Vive les commissions d’enquête !

3 juillet 2025
Audition de la commission d’enquête sur les licenciements, le 13 mai 2025 à l'Assemblée nationale. Le président de la commission Denis Masséglia et le député et rapporteur Benjamin Lucas-Lundy

Depuis plusieurs semaines, certains éditorialistes et responsables politiques s’emploient à discréditer les commissions d’enquête parlementaires. Ces attaques ne sont pas anodines : elles visent à affaiblir l’un des rares contre-pouvoirs encore effectifs dans notre démocratie, un espace où la représentation nationale peut enfin exercer pleinement sa fonction.

Rappelons-le : le contrôle de l’action du gouvernement et des pouvoirs publics est une mission constitutionnelle du Parlement. Les commissions d’enquête ne sont pas un gadget médiatique ni un outil d’agitation politicienne : elles sont un instrument démocratique puissant, doté de vrais pouvoirs d’investigation, permettant d’aller au fond des sujets, d’entendre des témoins sous serment, d’accéder à des documents confidentiels, de révéler des vérités qui peinent à émerger.
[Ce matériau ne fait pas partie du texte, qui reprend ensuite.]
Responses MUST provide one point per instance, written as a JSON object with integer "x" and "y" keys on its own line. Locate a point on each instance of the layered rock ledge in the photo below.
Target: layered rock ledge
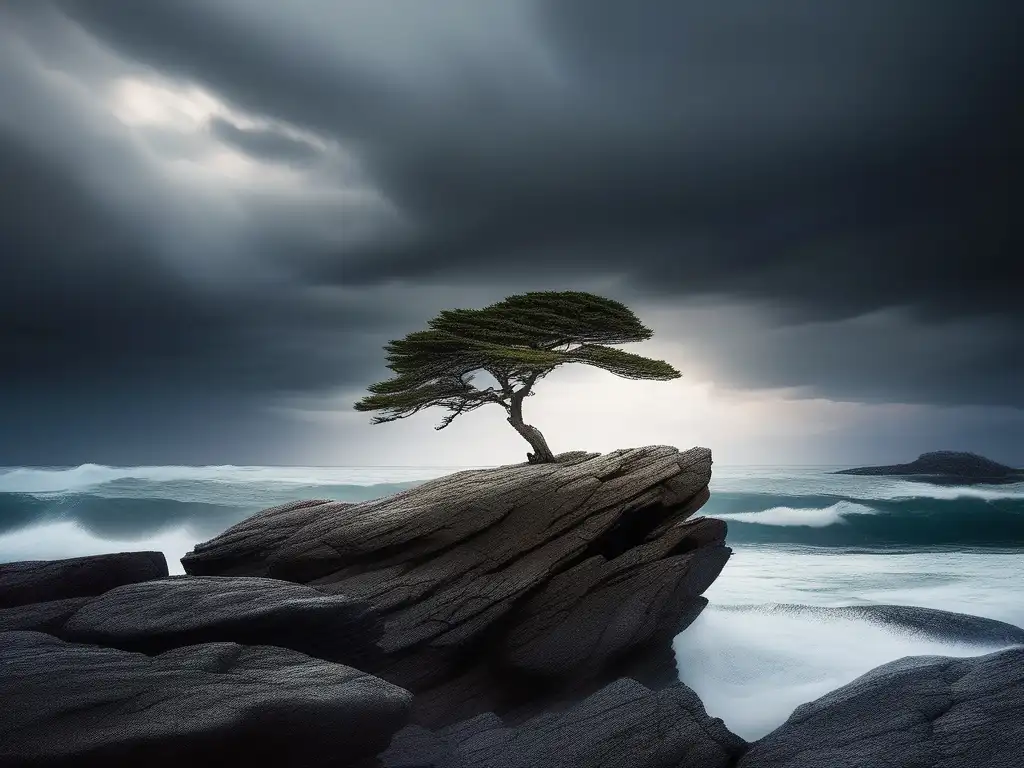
{"x": 919, "y": 711}
{"x": 507, "y": 590}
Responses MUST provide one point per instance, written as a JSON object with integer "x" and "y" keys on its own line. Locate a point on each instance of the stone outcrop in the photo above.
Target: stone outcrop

Dans un Parlement trop souvent réduit à commenter des textes verrouillés, à subir le mépris du 49.3 ou les procédures d’urgence à répétition, les commissions d’enquête constituent un des derniers espaces où nous pouvons travailler en profondeur, pour le bien commun. Elles nous permettent de démontrer concrètement notre utilité, de reprendre la main sur l’agenda politique, et de faire vivre l’exigence de transparence et de vérité face à un pouvoir exécutif trop souvent tenté par l’opacité et le passage en force.

Qui peut sérieusement regretter que l’on enquête sur l’omerta qui entoure les violences faites aux enfants dans certains établissements ? Que l’on fasse toute la lumière sur l’usage, parfois opaque et détourné, des dizaines de milliards d’euros d’aides publiques versées aux entreprises ? Que l’on évalue la menace bien réelle de l’influence de milliardaires d’extrême droite sur nos libertés civiques et la qualité des informations qui structurent le débat public ? Que l’on cherche à protéger nos enfants et nos adolescents des dérives addictives et dangereuses des réseaux sociaux ? Que l’on comprenne enfin ce que révèle l’affaire Benalla sur l’état de notre République, sur l’indépendance de nos institutions et sur les dérives personnelles du pouvoir ?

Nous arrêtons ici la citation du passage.